While the mass market continues to shrink and dry up, technology is simultaneously making the tiniest niche more accessible. Consider what Google CEO Eric Schmidt said about the future of his company: the goal is to give the user exactly one right answer to a query, not a list of possible right answers, essentially transforming Google from a search engine to a “find engine.” This technology already exists in the form of Wolfram Alpha, an “answer engine” that “computes and provides answers and relevant visualizations from a core knowledge base of curated, structured data.” These innovations should be widely available not much more than ten years from now, and at that point, how much good is size and volume going to do you, in terms of attracting customers and answering needs? People looking for legal help will find the one right answer or the one best answer, and all the size and marketing wattage in the world won’t help you be a better solution.

Starting now, law firms will have to justify their size. This is not only because the economic rationale for some law firm lawyers will cease to exist — traditional associates with too little work to pay their salaries, partners who fail to demonstrate their contribution in value terms, and the general decline of the leveraged pyramid model — but also because the advantages of size qua size are disappearing. Largeness does still have its virtues, starting with the fact that many big institutional clients need a law firm with multiple offices and a hefty workforce to mobilize on short notice. Big firms also offer “lawyer insurance” to clients: if my lawyer is away, five others can take my urgent call. And brand still counts for a lot, and will presumably count for even more in the age of the “answer engine,” when there’ll be a real advantage to circumventing the search process altogether.

But many of these virtues are gradually being counteracted by technological and cultural developments. Solos can collaborate with each other, through social networks and websites, as easily as a big-firm lawyer can walk down the hall and talk to a colleague — and can serve as backups for each other too. Small-firm lawyers can afford all the technological bells and whistles that big firms have long enjoyed, especially with the rise of SaaS and open-source technology. Small-firm lawyers can write blogs for next to nothing that, with the help of advanced SEO and link-building techniques, could outdo million-dollar big-firm marketing budgets in terms of getting the attention of the clients they want. With all these forces at play, a law firm that’s larger than it needs to be is going to run into problems.

Any biologist will tell you that the bigger an organism, the more energy and resources it needs to expend to keep going. Unless there’s a powerful competitive advantage to being big, smallness will begin to assert itself. Today, there are tiny desktop lamps that cast stronger light than the biggest, most florid 1970s table lamp, and even tinier lasers that put them both to shame in terms of power and accuracy. If you’re looking for a reliable model for law firms of the future, I’d recommend betting on the laser.



5 Comments

  1. pedro

    ***I mistyped my email address in the previous comment. The correct email is attached here and u can also email me from my blog page.

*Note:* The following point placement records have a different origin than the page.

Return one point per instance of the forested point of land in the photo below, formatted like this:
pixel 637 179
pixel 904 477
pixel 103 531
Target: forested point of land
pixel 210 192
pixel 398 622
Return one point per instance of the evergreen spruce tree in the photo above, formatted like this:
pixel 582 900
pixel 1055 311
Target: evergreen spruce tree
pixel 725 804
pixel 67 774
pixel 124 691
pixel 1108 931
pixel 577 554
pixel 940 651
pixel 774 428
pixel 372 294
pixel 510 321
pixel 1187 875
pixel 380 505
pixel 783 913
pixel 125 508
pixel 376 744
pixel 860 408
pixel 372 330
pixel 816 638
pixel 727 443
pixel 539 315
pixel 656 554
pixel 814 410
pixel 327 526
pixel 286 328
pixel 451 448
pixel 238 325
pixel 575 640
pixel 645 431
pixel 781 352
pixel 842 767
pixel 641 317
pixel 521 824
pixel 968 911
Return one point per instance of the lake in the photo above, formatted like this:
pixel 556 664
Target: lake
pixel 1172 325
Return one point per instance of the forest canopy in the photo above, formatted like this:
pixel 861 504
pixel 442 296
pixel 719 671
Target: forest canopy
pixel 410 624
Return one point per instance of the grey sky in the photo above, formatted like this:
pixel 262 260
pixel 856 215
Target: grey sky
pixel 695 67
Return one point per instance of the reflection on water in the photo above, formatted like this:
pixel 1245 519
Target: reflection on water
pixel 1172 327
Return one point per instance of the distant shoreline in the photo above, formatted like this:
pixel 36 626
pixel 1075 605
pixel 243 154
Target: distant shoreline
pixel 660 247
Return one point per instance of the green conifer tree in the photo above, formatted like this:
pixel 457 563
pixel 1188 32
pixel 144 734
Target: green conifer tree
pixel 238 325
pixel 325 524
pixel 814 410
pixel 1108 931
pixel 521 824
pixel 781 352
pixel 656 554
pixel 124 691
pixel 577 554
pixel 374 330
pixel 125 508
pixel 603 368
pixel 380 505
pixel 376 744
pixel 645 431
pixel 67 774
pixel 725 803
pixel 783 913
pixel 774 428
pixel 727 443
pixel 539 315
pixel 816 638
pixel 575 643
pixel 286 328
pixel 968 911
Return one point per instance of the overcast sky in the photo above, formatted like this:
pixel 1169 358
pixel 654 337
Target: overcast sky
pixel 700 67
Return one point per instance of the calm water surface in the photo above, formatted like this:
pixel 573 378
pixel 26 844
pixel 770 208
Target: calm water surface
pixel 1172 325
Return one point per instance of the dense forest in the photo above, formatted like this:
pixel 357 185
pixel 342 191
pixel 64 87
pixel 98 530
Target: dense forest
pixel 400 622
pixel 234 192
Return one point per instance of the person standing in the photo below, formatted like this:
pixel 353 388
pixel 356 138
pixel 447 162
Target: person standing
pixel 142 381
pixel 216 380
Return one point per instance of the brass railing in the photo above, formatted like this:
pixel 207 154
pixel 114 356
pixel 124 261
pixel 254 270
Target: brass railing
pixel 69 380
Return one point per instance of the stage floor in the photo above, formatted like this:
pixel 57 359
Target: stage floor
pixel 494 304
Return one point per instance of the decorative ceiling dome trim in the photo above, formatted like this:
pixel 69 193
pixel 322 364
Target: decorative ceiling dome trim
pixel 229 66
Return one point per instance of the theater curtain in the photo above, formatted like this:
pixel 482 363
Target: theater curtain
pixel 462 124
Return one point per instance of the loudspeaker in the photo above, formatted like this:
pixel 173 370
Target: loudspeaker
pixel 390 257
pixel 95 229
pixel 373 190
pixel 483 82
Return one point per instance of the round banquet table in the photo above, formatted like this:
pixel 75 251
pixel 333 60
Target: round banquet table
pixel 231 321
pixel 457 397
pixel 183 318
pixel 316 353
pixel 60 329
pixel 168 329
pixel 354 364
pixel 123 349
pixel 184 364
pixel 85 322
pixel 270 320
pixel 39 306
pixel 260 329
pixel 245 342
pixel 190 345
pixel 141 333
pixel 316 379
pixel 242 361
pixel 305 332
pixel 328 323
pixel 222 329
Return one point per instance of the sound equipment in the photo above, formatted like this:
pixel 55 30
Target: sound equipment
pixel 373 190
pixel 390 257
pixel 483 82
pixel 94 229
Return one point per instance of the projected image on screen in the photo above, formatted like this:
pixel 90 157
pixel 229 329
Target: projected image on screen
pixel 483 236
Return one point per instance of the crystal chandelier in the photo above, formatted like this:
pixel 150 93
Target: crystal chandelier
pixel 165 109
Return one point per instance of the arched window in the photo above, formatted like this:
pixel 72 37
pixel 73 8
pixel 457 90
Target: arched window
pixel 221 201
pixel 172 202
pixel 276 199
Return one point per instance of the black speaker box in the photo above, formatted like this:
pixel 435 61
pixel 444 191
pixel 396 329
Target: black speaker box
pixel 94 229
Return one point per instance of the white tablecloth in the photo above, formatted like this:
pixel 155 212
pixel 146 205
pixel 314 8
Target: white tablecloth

    What a great post. Do you mind if i feature it on my blog and post a link? I’m developing a blog that is similar in theme but different in output than yours but related nonetheless.

    On my blog we are trying to convince people that if they adapt, they will survive.

    My blog address is http://www.whoneedslawyers.com.

  2. Fred Krebs

    Well said. Excellent use of analogies to make your points come alive and memorable.

    As I read this, I thought of a quote from John Wooden, one of our greatest college basketball coaches that applies to the law firms: “Failure is not fatal, failure to change might be”

  3. Jordan Furlong

    Anyone can feel free to link to a Law21 post anytime.

  4. Pedro

    Jordan,

    I featured your article in my latest post. I put a link to your site and the article on there as well. Keep up the good work!